Start Spreading the News: Big Apple Rents Up, Availability Down

Even the famously resilient Manhattan real estate market has taken a beating during the recession, but the bruises are healing and things are starting to look up. That’s according to FirstService Williams, which is becoming the New York-New Jersey-Connecticut hub of Colliers International.

April 5, 2010
By Allison Landa, News Editor

Courtesy Flickr Creative Commons user wwarby

Even the famously resilient Manhattan office market has taken a beating during the recession, but the bruises are healing and things are starting to look up. That’s according to FirstService Williams, which is becoming the New York-New Jersey-Connecticut hub of Colliers International.

The firm found that asking rents in the Midtown North submarket rose to $59.91 per square foot by the end of this year’s first quarter, up from $59.31 at the end of fourth quarter 2009. Additionally, asking rents in the Midtown South submarket were up to $39.99 from $39.73. Downtown was the only submarket that saw asking rents drop, falling to $37.21 from $38.60 a quarter earlier.

Overall leasing for first quarter 2010 was also up to 3.8 million square feet from 3.4 million square feet a year ago. Overall availability in Manhattan was down to 13.6 percent by the end of first quarter 2010 as opposed to 13.8 percent at the end of fourth quarter 2009.

There was also good news in the sublease market, which showed a decrease of 2.6 percent over the last quarter in terms of available sublease space. The firm found that both Midtown North and Midtown South are tightening, with respective availability declines of 9.3 percent and 16.8 percent.

“Even with moderate economic growth, space availabilities will become tighter in 2011 and 2012,” FirstService chairman Robert Freedman said when announcing the news.

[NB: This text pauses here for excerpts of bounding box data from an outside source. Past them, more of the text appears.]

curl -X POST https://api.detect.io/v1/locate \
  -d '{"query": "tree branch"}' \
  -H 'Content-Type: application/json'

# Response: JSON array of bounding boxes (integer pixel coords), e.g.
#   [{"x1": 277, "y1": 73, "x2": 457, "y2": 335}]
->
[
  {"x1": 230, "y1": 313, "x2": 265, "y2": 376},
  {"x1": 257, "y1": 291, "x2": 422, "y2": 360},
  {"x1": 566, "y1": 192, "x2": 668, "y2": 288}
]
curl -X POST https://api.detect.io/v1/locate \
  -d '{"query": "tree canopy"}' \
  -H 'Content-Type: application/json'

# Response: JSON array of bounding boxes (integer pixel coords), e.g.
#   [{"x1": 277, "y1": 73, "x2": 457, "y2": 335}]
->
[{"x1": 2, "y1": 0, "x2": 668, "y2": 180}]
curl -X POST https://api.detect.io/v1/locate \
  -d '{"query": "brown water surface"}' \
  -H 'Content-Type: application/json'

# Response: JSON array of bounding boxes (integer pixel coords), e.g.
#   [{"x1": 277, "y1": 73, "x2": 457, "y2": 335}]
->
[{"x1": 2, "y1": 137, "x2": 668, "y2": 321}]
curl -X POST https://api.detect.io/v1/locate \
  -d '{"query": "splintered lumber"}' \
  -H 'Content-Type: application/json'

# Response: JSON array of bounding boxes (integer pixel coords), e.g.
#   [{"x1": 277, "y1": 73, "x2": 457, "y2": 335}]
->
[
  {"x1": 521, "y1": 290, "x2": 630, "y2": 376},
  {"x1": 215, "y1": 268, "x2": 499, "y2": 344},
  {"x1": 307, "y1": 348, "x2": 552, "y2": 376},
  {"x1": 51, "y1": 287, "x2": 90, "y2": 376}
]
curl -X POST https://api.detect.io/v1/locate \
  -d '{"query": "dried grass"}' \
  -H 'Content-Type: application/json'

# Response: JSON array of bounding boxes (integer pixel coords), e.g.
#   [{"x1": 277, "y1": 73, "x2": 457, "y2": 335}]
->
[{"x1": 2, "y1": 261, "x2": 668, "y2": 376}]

FirstService also found that the sales market has seen an increase in offerings from sellers not in distressed situations, and that Class B properties in Midtown North and Midtown South traded at significantly higher prices than those in Downtown.

FirstService has nearly 300 employees in Manhattan, Westchester, New Jersey and Connecticut. It is currently in the process of joining Colliers International.